Should a small college or university be licensing their trademarks?
Trademark licensing is big business for big universities. The International Licensing Industry Merchandisers Association estimates collegiate licensing programs raked in $209 million in 2015.
Large universities with internationally recognized brands and large alumni bases—such as Notre Dame, the University of Texas at Austin and Florida State University—top the list of highest licensing revenue earners.
These universities have entire offices dedicated to managing licensee relationships, reviewing merchandise samples and artwork, negotiating contracts, and collecting royalties.
Is it worth the time to operate a trademark licensing program, even if the revenue potential is far less than that of a school like University of Michigan? At Meredith College, with 2,000 students and 22,000 alumni, we decided the answer is “yes.”
First, we saw an opportunity to gain control over how our college name was used in the marketplace. Many Meredith T-shirts, mugs, notebooks and the like were being produced annually. Without a licensing program, we didn’t have a strong mechanism in place to ensure the college’s name, logo and other marks were being used appropriately.
Second, we wanted to diversify our revenue sources. Finally, we were beginning a new branding campaign, and wanted to increase our visibility.
Before you begin
We started our trademark licensing program a little over five years ago. We’ve learned several lessons along the way to help other institutions decide whether to start a program:
1. Be prepared for upfront costs. These can include legal fees for reviewing trademark agreements and for guidance on federally registering certain phrases associated with your institution. The upfront costs we incurred were less than $5,000 and we earned them back within the first full year of the program.
2. Develop a policy to guide your efforts. Determine what kinds of items your institution does and does not want associated with its name.

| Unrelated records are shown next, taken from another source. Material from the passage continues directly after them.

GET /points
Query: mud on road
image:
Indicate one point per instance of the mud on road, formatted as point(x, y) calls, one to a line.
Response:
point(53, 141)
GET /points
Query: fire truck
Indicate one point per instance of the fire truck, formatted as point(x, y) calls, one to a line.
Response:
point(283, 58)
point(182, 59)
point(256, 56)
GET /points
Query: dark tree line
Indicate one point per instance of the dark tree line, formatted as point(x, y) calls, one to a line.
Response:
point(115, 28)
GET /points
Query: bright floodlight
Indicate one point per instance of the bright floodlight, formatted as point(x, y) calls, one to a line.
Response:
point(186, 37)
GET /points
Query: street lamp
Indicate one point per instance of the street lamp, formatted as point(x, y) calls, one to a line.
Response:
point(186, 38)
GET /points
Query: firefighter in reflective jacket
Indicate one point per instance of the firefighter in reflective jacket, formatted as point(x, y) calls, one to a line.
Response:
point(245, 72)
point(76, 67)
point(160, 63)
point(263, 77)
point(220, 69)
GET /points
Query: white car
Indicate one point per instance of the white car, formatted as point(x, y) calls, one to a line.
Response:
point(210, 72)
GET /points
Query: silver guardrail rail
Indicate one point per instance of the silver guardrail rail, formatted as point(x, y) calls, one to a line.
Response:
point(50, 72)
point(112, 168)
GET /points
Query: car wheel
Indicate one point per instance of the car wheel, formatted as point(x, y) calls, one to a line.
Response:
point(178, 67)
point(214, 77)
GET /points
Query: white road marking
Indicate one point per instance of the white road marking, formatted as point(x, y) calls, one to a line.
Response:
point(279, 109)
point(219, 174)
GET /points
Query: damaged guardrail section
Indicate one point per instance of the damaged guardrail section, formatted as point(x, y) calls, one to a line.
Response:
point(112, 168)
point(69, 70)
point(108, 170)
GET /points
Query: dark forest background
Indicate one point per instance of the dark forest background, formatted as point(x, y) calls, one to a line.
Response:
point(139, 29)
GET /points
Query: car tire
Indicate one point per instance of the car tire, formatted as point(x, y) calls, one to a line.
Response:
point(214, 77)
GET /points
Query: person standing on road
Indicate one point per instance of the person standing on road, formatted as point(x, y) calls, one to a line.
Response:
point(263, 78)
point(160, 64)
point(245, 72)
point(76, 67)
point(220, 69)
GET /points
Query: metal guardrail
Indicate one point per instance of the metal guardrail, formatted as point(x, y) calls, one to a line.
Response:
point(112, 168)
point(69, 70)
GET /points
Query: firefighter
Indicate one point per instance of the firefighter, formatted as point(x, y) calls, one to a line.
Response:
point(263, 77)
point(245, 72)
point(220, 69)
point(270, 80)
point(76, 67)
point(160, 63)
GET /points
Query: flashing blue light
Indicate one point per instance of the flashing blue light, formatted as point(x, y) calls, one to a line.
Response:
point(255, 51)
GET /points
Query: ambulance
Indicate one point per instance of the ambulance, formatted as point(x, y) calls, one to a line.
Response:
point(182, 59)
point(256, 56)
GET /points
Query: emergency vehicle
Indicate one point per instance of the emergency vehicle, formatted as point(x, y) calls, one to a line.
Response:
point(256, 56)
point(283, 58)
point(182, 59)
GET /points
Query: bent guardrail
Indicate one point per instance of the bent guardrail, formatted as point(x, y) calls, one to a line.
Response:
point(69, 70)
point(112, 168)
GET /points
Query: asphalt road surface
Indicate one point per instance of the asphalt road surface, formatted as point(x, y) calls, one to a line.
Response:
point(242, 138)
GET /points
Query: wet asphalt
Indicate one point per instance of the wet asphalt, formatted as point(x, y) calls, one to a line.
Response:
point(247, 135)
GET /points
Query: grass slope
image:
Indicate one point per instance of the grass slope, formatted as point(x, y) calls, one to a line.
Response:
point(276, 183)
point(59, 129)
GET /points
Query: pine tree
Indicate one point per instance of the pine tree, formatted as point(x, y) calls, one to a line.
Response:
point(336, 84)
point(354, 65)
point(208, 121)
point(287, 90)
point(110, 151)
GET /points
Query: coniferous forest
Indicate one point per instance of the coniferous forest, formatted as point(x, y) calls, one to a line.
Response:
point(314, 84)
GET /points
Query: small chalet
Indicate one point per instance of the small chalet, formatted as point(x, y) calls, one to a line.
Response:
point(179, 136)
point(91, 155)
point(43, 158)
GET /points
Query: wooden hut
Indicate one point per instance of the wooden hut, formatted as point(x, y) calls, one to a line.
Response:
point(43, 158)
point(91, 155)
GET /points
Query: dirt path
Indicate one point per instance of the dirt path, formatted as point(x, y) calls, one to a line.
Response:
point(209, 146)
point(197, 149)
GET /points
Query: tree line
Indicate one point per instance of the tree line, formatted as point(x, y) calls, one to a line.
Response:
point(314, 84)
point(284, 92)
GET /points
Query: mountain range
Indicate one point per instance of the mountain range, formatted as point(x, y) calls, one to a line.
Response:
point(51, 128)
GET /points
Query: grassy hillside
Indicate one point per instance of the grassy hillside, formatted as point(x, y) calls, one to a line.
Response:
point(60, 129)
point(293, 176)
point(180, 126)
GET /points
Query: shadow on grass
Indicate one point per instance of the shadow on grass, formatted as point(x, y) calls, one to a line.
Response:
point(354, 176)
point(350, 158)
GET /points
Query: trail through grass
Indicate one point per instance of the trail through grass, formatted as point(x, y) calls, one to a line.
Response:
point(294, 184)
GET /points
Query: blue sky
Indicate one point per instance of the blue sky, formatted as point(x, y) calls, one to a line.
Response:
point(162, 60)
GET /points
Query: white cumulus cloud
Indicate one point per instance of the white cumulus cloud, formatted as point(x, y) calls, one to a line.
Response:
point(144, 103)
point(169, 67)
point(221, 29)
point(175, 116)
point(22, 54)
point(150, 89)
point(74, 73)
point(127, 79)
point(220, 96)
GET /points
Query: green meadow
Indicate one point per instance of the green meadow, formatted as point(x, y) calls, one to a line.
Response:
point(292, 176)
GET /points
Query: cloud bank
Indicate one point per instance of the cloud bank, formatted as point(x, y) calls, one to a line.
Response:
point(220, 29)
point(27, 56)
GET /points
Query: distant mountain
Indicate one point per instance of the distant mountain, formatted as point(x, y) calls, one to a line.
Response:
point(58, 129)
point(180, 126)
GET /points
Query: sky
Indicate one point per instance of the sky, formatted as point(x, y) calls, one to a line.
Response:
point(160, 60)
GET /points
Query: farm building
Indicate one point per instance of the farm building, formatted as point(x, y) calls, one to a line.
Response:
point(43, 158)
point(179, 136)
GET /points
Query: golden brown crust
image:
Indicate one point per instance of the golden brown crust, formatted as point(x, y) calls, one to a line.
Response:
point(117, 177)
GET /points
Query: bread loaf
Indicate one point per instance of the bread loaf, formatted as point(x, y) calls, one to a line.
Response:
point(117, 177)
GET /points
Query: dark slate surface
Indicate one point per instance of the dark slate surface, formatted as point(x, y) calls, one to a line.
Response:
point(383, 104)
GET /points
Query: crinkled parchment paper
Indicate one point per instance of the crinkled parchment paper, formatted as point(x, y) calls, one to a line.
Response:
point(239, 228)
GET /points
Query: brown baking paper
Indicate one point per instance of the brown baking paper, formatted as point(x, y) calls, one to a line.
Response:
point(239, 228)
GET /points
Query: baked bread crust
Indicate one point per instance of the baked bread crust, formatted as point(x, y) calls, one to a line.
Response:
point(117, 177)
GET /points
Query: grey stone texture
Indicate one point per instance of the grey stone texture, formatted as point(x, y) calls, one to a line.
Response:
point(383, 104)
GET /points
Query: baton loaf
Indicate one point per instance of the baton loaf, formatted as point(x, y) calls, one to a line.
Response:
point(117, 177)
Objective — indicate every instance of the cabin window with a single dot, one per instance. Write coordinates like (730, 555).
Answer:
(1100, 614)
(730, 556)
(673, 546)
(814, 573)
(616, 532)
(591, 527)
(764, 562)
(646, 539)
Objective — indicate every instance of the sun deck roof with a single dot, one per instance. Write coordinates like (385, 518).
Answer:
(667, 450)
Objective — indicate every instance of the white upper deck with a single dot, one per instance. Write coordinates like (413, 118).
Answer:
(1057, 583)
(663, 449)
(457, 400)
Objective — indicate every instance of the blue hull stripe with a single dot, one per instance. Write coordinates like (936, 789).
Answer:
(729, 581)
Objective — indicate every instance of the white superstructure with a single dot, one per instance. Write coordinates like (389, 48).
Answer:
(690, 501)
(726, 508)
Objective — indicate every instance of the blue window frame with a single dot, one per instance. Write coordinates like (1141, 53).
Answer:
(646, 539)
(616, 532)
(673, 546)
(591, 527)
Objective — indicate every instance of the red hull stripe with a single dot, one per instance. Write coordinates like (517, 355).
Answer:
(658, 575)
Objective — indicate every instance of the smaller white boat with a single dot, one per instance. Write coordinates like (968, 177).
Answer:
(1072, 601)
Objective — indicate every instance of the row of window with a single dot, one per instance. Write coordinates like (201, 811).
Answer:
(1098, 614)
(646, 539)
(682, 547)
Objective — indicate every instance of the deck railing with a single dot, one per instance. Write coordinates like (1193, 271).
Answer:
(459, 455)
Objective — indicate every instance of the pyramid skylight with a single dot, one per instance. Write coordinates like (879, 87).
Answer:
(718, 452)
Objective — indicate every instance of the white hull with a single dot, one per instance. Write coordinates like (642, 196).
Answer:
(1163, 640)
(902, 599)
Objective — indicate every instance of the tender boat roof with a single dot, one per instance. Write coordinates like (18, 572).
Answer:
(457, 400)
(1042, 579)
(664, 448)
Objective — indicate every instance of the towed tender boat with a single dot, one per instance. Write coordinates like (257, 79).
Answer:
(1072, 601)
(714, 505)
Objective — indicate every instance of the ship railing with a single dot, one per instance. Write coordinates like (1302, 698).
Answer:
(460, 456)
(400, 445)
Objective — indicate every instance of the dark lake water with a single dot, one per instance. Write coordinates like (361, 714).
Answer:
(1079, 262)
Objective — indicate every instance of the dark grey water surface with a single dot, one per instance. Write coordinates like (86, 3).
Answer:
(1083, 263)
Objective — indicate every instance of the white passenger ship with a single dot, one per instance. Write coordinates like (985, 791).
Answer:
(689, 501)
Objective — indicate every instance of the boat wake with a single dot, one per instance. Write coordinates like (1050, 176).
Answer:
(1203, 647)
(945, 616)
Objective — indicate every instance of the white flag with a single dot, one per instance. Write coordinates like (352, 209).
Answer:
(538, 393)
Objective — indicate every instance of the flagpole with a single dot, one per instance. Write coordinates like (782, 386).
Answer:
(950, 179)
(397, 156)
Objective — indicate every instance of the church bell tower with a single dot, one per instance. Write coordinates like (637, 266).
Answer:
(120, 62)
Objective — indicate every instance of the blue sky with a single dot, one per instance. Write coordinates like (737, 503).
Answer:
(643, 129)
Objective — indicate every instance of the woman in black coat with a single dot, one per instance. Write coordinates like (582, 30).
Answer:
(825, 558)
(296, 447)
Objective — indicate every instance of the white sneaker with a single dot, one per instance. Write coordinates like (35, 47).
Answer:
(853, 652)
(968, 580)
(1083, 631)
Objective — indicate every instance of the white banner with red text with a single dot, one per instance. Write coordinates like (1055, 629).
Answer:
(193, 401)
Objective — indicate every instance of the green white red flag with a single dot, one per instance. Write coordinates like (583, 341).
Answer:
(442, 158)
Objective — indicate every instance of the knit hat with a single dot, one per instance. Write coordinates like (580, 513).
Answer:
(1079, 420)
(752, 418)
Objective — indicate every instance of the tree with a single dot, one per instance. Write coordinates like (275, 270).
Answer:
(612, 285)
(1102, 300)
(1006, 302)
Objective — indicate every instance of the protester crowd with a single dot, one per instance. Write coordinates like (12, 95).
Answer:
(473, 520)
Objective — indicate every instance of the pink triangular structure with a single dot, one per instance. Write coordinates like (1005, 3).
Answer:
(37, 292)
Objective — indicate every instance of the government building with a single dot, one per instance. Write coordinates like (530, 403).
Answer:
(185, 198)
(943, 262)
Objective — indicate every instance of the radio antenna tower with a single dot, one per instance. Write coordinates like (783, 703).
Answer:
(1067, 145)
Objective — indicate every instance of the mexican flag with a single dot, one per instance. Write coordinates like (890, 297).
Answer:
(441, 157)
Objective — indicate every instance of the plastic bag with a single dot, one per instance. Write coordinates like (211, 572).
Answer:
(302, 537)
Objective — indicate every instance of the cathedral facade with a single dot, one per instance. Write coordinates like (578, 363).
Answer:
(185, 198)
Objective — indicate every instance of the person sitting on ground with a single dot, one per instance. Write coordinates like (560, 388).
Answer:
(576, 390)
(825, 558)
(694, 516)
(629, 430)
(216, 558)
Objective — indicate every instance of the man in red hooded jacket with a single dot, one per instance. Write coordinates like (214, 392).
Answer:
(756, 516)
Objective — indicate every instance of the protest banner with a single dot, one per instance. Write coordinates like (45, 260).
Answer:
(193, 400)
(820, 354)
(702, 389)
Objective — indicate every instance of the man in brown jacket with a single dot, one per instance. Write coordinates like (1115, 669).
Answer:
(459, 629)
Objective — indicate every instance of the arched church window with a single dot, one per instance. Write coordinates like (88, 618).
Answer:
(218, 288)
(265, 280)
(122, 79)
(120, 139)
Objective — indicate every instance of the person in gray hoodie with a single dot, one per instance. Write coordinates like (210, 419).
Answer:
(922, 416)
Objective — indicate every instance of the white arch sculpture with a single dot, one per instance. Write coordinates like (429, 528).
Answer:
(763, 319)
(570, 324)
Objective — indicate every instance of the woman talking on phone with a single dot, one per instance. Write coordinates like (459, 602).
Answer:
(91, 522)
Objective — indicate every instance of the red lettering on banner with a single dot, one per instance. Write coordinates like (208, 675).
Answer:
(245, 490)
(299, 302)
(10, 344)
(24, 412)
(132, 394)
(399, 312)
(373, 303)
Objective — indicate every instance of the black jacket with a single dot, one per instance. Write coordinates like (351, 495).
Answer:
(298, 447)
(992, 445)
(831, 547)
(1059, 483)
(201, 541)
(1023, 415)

Will you allow your institutional marks to be used on alcohol-related products? Is your institution willing to assume the risk associated with being licensed on consumables? Are there any institutional symbols, such as the official seal, that will be licensed only on certain items?
3. Consider partnering with a licensing group. There are firms, such as Learfield Licensing Partners or the Collegiate Licensing Company, that specialize in managing college and university licensing programs in exchange for a share of the royalty revenue.
Partnering with such companies gives your college or university access to a broader network of potential licensees and to a team committed to enforcing compliance on your behalf.
4. Build a network of experienced licensing pros. The higher education licensing community, particularly the International Collegiate Licensing Association, is a great resource.
Members of the association helped answer the unforeseen questions we encountered, and the head of the licensing program for a major nearby university has also proved to be an invaluable resource.
5. Explain the benefits. There will be a lot of uncertainty about a licensing program. Helping your campus community understand how it will benefit from the college’s brand being used correctly, how the process works, why it doesn’t affect retail prices and how the money from the program will be used, will go a long way in easing these fears.
Returns on investment
Although it is unlikely that Meredith College will replace Notre Dame or the University of Texas at Austin as a top licensing revenue earner in the near future, the benefits to our institution for a trademark licensing program far exceed the costs.
Our licensing program, which is one of our fastest-growing sources of revenue, has netted more than $140,000 since it was created. Other institutions should consider launching—or expanding—their trademark licensing programs.
Kristi Eaves-McLennan is executive director of marketing for Meredith College in Raleigh, North Carolina.